Name: Maya Bennardo
Occupation: Violinist, composer, performer
Recent release: Maya Bennardo's four strings is out via kuyin.
Recommendations: Lee Ufan: The Art of Encounter is a beautiful book of artist writings. The Guggenheim Agnes Martin catalogue that I bought a few years ago is a constant companion.
If you enjoyed this interview with Maya Bennardo and would like to find out more about her work and music, visit her official website. She is also on Instagram, and Facebook.
When did you start writing/producing/playing music and what or who were your early passions and influences? What was it about music and/or sound that drew you to it?
I started playing the piano at the age of five, but didn’t begin playing the violin until I was eight or nine.
I honestly despised playing the piano and did not feel any attachment to a musical instrument until I heard the violin in an Irish fiddling jam session at a local cafe with my mom. I was instantly drawn to the tone and physicality of playing the violin, and never looked back once I started. The longer I played, the more certain I was that it would be a lifelong partner.

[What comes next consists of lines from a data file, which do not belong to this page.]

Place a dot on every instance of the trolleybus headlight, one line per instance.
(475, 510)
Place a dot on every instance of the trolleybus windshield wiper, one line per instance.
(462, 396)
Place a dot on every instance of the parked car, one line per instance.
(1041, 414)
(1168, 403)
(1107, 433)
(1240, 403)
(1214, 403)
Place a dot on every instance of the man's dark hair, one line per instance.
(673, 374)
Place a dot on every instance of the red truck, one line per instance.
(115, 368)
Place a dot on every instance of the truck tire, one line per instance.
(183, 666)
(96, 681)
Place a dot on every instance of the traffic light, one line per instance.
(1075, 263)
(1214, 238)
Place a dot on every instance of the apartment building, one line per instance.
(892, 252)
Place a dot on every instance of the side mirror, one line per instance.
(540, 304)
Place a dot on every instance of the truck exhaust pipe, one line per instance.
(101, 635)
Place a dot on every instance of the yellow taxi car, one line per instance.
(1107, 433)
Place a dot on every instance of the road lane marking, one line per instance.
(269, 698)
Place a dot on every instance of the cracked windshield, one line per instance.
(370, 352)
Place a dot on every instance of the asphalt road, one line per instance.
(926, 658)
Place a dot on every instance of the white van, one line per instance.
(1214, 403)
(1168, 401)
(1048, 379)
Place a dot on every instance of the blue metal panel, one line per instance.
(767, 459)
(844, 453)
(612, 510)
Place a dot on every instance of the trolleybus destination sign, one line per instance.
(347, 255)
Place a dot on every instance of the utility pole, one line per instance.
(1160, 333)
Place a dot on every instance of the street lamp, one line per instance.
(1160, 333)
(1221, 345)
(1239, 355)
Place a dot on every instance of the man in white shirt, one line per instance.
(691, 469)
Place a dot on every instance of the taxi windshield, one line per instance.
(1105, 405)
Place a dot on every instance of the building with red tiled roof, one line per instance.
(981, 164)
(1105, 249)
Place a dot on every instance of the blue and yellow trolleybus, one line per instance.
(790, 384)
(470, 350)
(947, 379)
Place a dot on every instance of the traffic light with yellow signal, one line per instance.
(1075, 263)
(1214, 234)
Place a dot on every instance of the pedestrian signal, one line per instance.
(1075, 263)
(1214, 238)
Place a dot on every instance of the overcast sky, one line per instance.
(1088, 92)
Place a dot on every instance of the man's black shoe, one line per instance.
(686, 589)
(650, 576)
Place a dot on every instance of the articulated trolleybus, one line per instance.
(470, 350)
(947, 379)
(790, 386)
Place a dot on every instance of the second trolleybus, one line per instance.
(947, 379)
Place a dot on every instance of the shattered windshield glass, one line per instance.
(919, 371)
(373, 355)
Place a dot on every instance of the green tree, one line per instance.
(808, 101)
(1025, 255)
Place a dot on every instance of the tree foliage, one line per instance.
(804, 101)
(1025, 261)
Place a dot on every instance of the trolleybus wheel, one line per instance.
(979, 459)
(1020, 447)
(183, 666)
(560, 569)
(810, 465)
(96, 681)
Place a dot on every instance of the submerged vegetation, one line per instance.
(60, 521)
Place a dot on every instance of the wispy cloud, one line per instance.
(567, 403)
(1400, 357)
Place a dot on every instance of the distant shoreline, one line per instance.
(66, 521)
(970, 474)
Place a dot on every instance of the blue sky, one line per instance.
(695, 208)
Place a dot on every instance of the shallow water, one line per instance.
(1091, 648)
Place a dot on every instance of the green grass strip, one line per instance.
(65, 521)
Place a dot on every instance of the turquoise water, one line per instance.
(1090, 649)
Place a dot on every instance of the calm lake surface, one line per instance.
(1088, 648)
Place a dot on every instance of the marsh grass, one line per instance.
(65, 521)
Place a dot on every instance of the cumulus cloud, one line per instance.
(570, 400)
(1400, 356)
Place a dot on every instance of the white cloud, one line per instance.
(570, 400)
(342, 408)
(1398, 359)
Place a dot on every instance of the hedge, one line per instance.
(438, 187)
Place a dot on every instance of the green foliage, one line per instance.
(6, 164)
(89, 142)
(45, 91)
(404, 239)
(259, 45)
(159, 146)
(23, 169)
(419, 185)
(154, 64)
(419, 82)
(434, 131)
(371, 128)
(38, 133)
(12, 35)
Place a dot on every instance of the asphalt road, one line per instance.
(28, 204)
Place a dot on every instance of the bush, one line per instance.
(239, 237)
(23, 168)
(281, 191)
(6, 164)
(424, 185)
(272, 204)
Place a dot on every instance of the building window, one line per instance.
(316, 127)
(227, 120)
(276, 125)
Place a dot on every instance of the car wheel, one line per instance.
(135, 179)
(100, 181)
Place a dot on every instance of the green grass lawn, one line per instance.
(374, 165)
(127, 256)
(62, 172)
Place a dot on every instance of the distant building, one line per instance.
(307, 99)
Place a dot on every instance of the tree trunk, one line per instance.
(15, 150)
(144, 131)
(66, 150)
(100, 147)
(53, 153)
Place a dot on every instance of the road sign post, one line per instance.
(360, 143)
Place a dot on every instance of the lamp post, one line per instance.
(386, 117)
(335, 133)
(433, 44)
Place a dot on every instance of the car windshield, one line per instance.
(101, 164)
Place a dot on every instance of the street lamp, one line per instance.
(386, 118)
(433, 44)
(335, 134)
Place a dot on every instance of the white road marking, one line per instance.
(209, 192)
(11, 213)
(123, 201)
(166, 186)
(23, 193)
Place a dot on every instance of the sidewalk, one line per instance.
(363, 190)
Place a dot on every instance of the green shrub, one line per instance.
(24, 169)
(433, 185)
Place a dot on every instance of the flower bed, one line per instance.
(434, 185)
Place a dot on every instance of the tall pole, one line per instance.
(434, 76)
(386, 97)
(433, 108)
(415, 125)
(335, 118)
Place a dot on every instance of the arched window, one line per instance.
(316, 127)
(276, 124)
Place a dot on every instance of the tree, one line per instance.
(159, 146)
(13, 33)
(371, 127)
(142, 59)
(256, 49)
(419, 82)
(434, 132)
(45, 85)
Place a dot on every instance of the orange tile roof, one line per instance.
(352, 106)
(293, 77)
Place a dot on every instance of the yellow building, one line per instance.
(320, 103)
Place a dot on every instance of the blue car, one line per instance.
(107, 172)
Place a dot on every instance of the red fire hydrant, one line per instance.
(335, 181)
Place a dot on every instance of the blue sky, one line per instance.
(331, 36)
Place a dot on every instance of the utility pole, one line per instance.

I grew up as an only child that loved to sing, dance, and imagine endlessly, so when I was given the opportunity to make music with others I flourished and felt most joyful. I loved how social playing orchestral and chamber music was, and I continue to value and cherish the communal aspect of making music to this day.
When I listen to music, I see shapes, objects and colours. What happens in your body when you're listening and how does it influence your approach to creativity?
Music has a unique way of conjuring up memories of moods: nostalgia, melancholy, confusion, elation, etc. It is beautiful that it is able to do this so effectively with, and impressively without the use of language or visuals.
How would you describe your development as an artist in terms of interests and challenges, searching for a personal voice, as well as breakthroughs?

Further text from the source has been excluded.